A kind of microbial eczema isnummular (coin-shaped) eczema , characterized by the formation of sharply limited rounded lesions with a diameter of 1.5 to 3 cm or more of a bluish-red color with vesicles, seropapules, weeping, scales on the plane. Lesions are more often localized on the back of the hands and extensor surfaces of the limbs.
eczema seborrheicoften associated with the presence of Pityrosporum ovale in lesions. Fungi of the genus Candida and staphylococcus can also play an antigenic role. Seborrhea and associated neuroendocrine disorders predispose to the development of the disease. The scalp, forehead, skin folds behind the auricles, upper chest, interscapular region, folds of the limbs are affected. On the scalp, against the background of dry, hyperemic skin, a large number of gray bran-like scales, serous yellow crusts appear, after removal of which a weeping surface is exposed. The boundaries of the foci are clear, the hair is glued together. In the folds of the skin – edema, hyperemia, deep painful cracks, along the periphery of the foci – yellow scales or scale-crusts. On the trunk and limbs, yellow-pink scaly spots with clear boundaries are found,
eczema in babiesmanifested by clinical signs of true, seborrheic and microbial eczema, while these signs can be combined in various combinations, in some areas signs of true may prevail, in others seborrheic or microbial eczema. Signs of eczema in babies (traditionally bottle-fed) appear at the age of 3-6 months. The lesions are symmetrical, their boundaries are indistinct. The skin in the lesions is hyperemic, edematous, against this background there are microvesicles and areas of weeping in the form of wells, as well as yellow-brown crusts, scales, less often papules. First, the cheeks and forehead are affected (the nasolabial triangle remains intact), then the process spreads to the scalp, auricles, neck, extensor planes of the limbs, buttocks, and torso. Children suffer from itching and insomnia. The clinical picture of seborrheic eczema can develop as early as the 2nd or 3rd week of life against the background of reduced nutrition. The rash is localized on the scalp, forehead, cheeks, ear shells, behind the ear and cervical folds.

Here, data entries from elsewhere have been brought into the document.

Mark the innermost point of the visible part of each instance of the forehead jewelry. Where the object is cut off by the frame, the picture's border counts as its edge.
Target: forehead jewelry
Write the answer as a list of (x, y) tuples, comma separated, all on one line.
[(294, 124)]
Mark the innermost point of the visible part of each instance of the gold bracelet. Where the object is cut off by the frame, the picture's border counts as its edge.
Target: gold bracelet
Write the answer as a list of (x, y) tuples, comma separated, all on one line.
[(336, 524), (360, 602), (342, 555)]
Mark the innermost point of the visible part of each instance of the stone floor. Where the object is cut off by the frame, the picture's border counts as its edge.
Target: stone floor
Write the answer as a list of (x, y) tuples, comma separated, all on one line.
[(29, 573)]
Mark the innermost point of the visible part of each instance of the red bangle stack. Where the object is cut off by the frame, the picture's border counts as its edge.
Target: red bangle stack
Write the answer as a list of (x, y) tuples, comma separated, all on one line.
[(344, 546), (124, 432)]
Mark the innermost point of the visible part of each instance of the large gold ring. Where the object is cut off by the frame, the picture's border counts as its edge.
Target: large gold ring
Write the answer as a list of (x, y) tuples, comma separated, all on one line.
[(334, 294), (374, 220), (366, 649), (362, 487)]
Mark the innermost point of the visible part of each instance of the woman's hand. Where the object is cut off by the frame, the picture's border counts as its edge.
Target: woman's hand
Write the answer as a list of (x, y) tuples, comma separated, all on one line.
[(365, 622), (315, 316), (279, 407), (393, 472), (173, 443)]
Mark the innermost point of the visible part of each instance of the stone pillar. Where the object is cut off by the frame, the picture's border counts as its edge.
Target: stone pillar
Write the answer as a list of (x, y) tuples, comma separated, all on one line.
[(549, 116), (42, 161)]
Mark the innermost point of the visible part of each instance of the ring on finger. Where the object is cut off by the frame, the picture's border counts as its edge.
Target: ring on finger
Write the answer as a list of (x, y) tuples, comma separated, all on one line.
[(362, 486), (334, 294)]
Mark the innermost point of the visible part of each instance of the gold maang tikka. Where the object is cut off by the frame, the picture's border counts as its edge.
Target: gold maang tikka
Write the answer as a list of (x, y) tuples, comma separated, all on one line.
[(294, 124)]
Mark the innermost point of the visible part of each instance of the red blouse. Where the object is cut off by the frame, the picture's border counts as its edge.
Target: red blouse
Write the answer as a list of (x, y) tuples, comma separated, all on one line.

Eczema professional– an allergic skin disease that develops as a result of contact with irritating substances in production conditions. Initially, open areas of the skin are affected: the back planes of the hands, forearms, face, neck, and less often, the shins and feet. The lesions are hyperemic, edematous, with the presence of vesicles, weeping and itching. Over time, signs characteristic of true eczema are found. The course is long, but the regression quickly begins after the elimination of contact with the industrial allergen. Each new exacerbation is more difficult. The diagnosis is established by an occupational pathologist on the basis of an anamnesis, clinical manifestations, the course of the disease, clarification of working conditions and the etiological factor of the disease. Increased susceptibility to industrial allergens is detected using skin tests or in vitro (strongly positive RTML, etc.). A patient with occupational eczema will need to be transferred to work outside contact with industrial allergens, skin irritating substances, adverse physical factors; with a persistent course of occupational eczema, the patient will be examined to determine disability due to occupational disease.
Eczema proceeds chronically with periods of exacerbations and remissions and is often complicated by the addition of pyoderma, herpes.